According to the results, some potential optimization can be made for motion phases of screw and arm lowering to extend the use cases of Lucy. An additional or an enhanced support force to supplement the push force during the screw phase was expected for T2. An additional mechanical structure for coupling the exoskeleton and the screwdriver or a stronger cylinder are possible approaches. The mechanical coupling could allow for further application-oriented optimization of the support performance of the exoskeleton. However, it must be investigated how a stronger support force affects the load on the wrist. First, simulative studies on new support concepts already exist and are so far quite promising [11]. The mechanical structure should apply additional support forces directly to the power tool during the screw phase. For the phase arm lowering, a lower support level compared to the screw and arm lifting phases can improve the user experience. The detection of the start and end of the screw phase is important for the timely increase and decrease in the support level for screw and arm lowering phases, respectively. An additional trigger button on the power tool for the user to switch the support level manually was presented in previous work [10]. An automated detection of the switching time based on the current of the screwdriver may be a promising way. Furthermore, different settings of support level for the dominant and non-dominant sides could enhance the user experience if the workload on either side had a significant difference. Considering the inter-individual variety in the perception of physical strain and support, it is important for the user experience to allow the user to pre-set the support level according to their own perception.

Limitations of the Study

The study allowed us to determine the potential optimization of the exoskeleton for selected use cases. Nevertheless, there were some limitations of the study that need to be considered in dealing with the results. First of all, the sample size of this study was relatively small for quantitative analysis. Thus, it is mainly used for qualitative analysis. The task definition and the experimental setup tried to reproduce real scenarios in the industry. However, the participants were college members and not workers in the industry. The difference in experience in these tasks could lead to small deviations with regard to the exact movements made and push forces applied. For instance, in real working scenarios, the experts may stand with one foot forward and one back and change their standing position during the task. The participants, on the other hand, were not able to move due to the limited surface of the force plate.

5. Conclusions

This study evaluated a shoulder exoskeleton Lucy for two overhead tasks with a screwdriver in a lab environment to identify the potential optimization of the exoskeleton for the selected use cases. The objective and subjective assessments suggest that Lucy can reduce physical strain on the shoulder.
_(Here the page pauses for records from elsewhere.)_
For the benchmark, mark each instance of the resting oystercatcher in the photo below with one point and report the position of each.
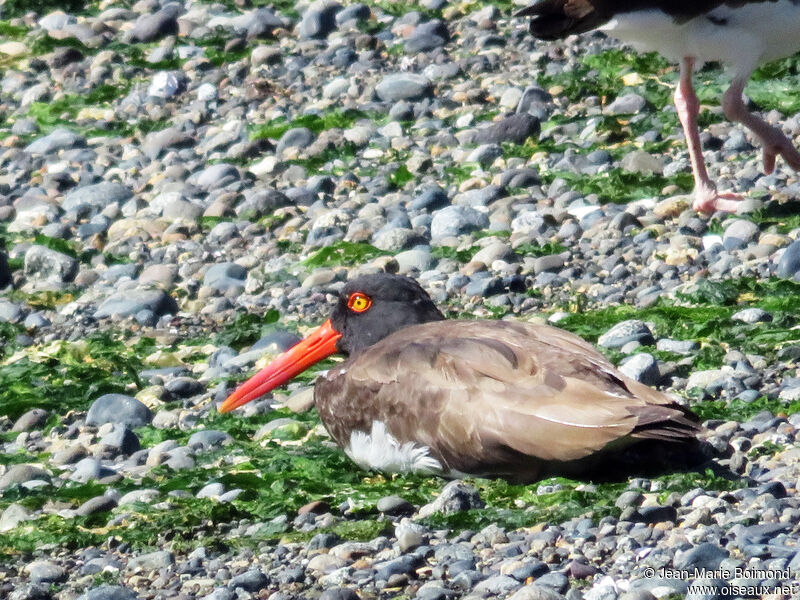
(739, 33)
(451, 397)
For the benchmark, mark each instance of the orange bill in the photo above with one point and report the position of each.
(320, 344)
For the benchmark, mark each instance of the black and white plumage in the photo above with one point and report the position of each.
(738, 33)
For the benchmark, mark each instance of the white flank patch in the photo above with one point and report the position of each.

An additional analysis of each phase of motion indicates that a higher support force is desired for the screw phase, while the support level during the lowering of the user’s arms can be reduced for a better user experience. This suggests an adaptive control of the support level according to the motion phase. In order to adjust the support level effectively, it is important to identify the start and end of the screw phase. To increase the maximum available support force during the screw-in action, there are two potential solutions: equipping the current exoskeleton with a stronger cylinder or adding a mechanical structure to create a force parallel to the user’s push force. The possible solutions will be evaluated through simulation in the next stage.